Tobias Ostrander is the Estrellita B. Brodsky Adjunct Curator, Latin American Art at Tate. He is additionally Curatorial Advisor for the Aichi Triennale 2022, Japan. His survey exhibition, Cisco Jiménez: ANATÓMICA, is currently on view at the Museo Amparo, Puebla, México. He is the former Chief Curator and Deputy Director for Curatorial Affairs at the Pérez Art Museum Miami (2011—2019). Major exhibitions developed for PAMM include Beatriz González: A Retrospective; Beatriz Milhazes: Jardin Botânico; On the Horizon: Contemporary Cuban Art from the Jorge M. Pérez Collection; Ebony G. Patterson: …while the dew is still on the roses…, Mario Garcia Torres: R.R. and the Expansion of The Tropics; and Poetics of Relation, a group exhibition inspired by the writings of Édouard Glissant, among others. Ostrander was a founding member of Tilting Axis, a platform for artists, curators, and creatives from the greater Caribbean region (2014—2019). Ostrander served as the Director at the Museo Experimental El Eco (2009—2011) and Chief Curator at Museo Tamayo (2001—2009), both in Mexico City, and Associate Curator of inSITE2000 in San Diego and Tijuana (1999—2001). He was a founding member of the inter-institutional Museum of Hub initiated by the New Museum (2007—2012).
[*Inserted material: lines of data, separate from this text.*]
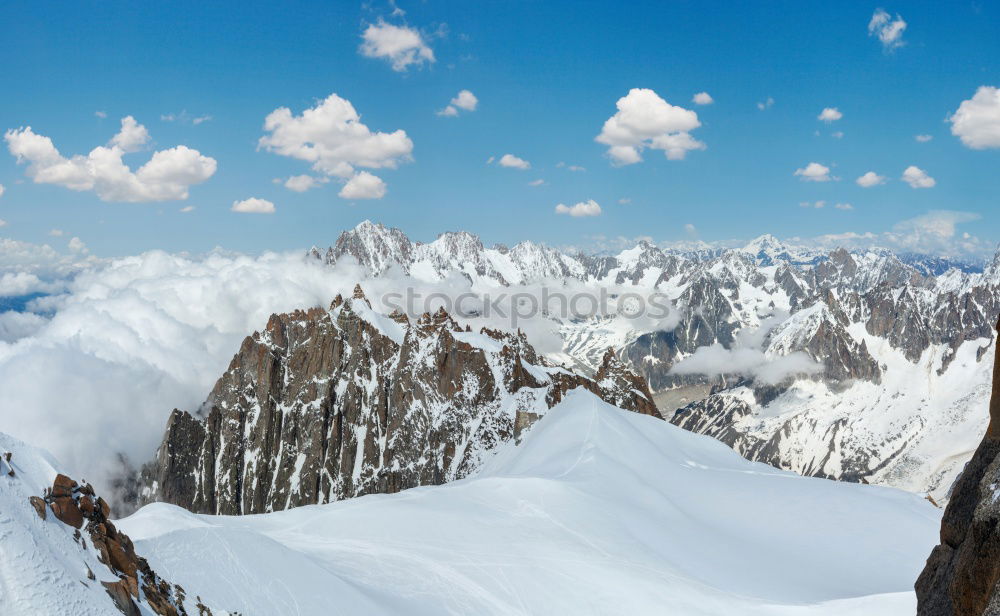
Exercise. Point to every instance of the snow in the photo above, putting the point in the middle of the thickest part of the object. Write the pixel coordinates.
(596, 511)
(42, 569)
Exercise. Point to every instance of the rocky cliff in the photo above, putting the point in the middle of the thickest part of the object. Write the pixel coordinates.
(962, 576)
(327, 404)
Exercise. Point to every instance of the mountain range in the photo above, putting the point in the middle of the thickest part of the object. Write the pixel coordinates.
(855, 365)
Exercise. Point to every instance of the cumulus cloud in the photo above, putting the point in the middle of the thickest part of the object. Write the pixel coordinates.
(934, 233)
(401, 46)
(644, 120)
(167, 176)
(332, 137)
(14, 284)
(253, 205)
(702, 98)
(870, 179)
(584, 208)
(977, 121)
(514, 162)
(363, 185)
(829, 114)
(464, 100)
(746, 358)
(887, 30)
(17, 325)
(76, 245)
(814, 172)
(917, 177)
(302, 183)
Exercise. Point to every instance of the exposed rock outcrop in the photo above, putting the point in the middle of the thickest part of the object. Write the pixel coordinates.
(327, 404)
(962, 575)
(77, 506)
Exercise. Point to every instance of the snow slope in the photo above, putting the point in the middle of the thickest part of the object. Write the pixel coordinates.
(42, 569)
(597, 511)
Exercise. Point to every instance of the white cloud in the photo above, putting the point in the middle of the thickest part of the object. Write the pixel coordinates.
(302, 183)
(977, 121)
(933, 233)
(716, 360)
(332, 137)
(401, 46)
(917, 177)
(889, 31)
(77, 246)
(702, 98)
(253, 205)
(829, 114)
(814, 172)
(644, 120)
(167, 176)
(584, 208)
(870, 179)
(464, 100)
(363, 185)
(746, 358)
(514, 162)
(184, 118)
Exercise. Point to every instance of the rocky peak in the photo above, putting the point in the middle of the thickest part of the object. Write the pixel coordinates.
(136, 589)
(331, 404)
(962, 574)
(374, 246)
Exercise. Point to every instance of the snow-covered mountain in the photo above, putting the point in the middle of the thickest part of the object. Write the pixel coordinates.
(333, 403)
(596, 511)
(61, 554)
(902, 347)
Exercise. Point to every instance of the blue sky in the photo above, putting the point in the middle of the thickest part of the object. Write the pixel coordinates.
(546, 76)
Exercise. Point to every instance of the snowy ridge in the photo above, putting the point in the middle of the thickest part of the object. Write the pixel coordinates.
(872, 319)
(636, 511)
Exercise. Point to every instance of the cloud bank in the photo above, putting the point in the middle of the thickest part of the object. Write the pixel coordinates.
(167, 176)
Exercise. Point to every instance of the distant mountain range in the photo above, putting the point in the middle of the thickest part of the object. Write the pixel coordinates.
(902, 342)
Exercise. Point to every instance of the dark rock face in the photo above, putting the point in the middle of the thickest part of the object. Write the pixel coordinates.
(76, 505)
(329, 404)
(962, 575)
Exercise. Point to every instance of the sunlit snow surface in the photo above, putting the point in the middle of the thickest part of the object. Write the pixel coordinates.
(597, 511)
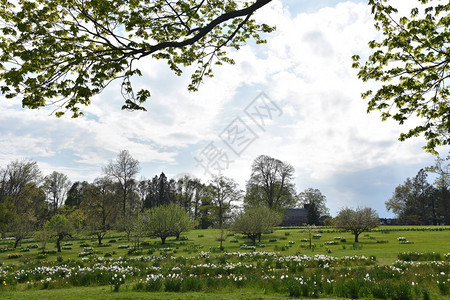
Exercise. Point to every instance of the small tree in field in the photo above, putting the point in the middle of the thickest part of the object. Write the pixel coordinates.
(59, 227)
(357, 221)
(255, 221)
(167, 220)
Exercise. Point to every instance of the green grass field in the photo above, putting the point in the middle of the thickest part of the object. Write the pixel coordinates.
(381, 245)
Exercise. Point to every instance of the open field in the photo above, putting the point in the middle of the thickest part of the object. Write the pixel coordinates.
(281, 266)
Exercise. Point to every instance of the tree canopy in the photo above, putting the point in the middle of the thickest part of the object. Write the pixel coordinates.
(64, 52)
(412, 64)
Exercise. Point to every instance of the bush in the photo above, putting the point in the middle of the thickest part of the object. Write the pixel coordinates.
(14, 255)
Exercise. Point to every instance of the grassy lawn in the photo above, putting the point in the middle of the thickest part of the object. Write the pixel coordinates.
(382, 244)
(380, 247)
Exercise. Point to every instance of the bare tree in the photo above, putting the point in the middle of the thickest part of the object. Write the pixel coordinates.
(16, 175)
(271, 183)
(123, 169)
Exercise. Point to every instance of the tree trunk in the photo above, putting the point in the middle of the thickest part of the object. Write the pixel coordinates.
(99, 237)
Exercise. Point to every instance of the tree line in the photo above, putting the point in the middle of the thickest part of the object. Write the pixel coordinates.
(159, 206)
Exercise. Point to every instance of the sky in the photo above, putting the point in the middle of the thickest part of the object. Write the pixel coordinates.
(296, 99)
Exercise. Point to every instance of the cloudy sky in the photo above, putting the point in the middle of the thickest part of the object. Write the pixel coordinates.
(296, 99)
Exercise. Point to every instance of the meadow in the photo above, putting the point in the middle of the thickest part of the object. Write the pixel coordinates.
(388, 263)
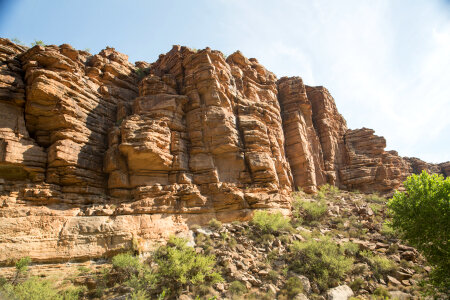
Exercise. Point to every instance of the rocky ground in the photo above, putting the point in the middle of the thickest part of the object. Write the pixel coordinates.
(259, 263)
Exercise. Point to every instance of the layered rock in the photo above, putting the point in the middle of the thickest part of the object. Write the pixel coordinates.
(20, 157)
(97, 154)
(369, 168)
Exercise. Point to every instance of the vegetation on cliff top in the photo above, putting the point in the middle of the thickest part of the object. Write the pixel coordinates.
(333, 238)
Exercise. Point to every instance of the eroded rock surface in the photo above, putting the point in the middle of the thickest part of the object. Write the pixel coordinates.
(96, 153)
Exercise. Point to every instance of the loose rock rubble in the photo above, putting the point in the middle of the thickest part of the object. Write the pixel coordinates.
(96, 151)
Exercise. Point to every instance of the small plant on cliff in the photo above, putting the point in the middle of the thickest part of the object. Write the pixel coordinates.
(381, 266)
(126, 266)
(214, 223)
(322, 261)
(271, 222)
(310, 211)
(17, 41)
(142, 72)
(37, 42)
(422, 215)
(21, 267)
(179, 266)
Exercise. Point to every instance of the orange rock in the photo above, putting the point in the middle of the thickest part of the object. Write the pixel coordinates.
(96, 152)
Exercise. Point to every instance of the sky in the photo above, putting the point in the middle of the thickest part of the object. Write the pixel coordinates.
(385, 62)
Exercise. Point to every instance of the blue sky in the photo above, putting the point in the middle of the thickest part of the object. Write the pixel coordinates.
(386, 63)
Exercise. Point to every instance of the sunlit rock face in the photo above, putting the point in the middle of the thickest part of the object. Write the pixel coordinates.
(97, 153)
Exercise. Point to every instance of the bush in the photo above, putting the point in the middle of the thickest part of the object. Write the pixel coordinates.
(311, 211)
(350, 249)
(214, 223)
(180, 266)
(293, 287)
(237, 288)
(357, 284)
(381, 266)
(32, 289)
(422, 215)
(126, 266)
(382, 293)
(271, 222)
(37, 42)
(323, 261)
(388, 231)
(22, 264)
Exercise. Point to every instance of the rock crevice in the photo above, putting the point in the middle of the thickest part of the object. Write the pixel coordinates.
(96, 151)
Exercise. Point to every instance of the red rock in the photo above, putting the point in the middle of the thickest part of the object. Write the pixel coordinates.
(96, 152)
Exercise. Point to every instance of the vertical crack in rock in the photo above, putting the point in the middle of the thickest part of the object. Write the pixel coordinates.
(96, 152)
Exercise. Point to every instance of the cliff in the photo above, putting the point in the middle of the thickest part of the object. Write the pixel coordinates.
(97, 153)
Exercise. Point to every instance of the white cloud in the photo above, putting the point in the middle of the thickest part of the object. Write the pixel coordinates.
(387, 64)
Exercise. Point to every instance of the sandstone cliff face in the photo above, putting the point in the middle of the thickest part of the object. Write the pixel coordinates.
(97, 153)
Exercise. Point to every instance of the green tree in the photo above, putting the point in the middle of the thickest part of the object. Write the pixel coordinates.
(422, 216)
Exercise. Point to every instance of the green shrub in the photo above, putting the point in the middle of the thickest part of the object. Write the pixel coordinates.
(323, 261)
(293, 287)
(180, 266)
(380, 265)
(126, 266)
(382, 292)
(271, 222)
(357, 284)
(31, 289)
(237, 288)
(139, 295)
(214, 223)
(376, 208)
(375, 198)
(422, 215)
(22, 264)
(273, 276)
(329, 189)
(350, 249)
(37, 42)
(388, 231)
(310, 211)
(17, 41)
He has additionally held positions at XXIV Bienal de São Paulo, El Museo del Barrio, and the Brooklyn Museum of Art.

Mari Carmen Ramírez

Mari Carmen Ramírez is the Wortham Curator of Latin American Art and founding Director of the International Center for the Arts of the Americas (ICAA) at the Museum of Fine Arts, Houston. A globally renowned authority on modern and contemporary Latin American art, Ramírez has published extensively and curated numerous exhibitions, including the award-winning Inverted Utopias: Avant-Garde Art in Latin America (2004, with Héctor Olea); Beatriz González: A Retrospective (with Tobias Ostrander, 2019); Hélio Oiticica: The Body of Color (2006); Contingent Beauty: Contemporary Art from Latin America (2015); HOME, So Different, So Appealing (with Chon Noriega and Pilar Tompkins, 2017); Joaquín Torres-García: Constructing Abstraction with Wood (Menil Foundation, 2009). In addition to her work with Latin American art and artists, Ramírez has published widely on a broad range of topics that include the relationship of this art to identity politics, multiculturalism, globalization, and curatorial practice. She’s also conceptualized and implemented the ICAA Documents of 20th Century Latin American and Latino Art Project, a major digital archive and book series focused on primary sources. In 2005, Ramírez received the Award for Curatorial Excellence granted by the Center for Curatorial Studies at Bard College. That same year, TIME magazine named her one of “The 25 Most Influential Hispanics in America.”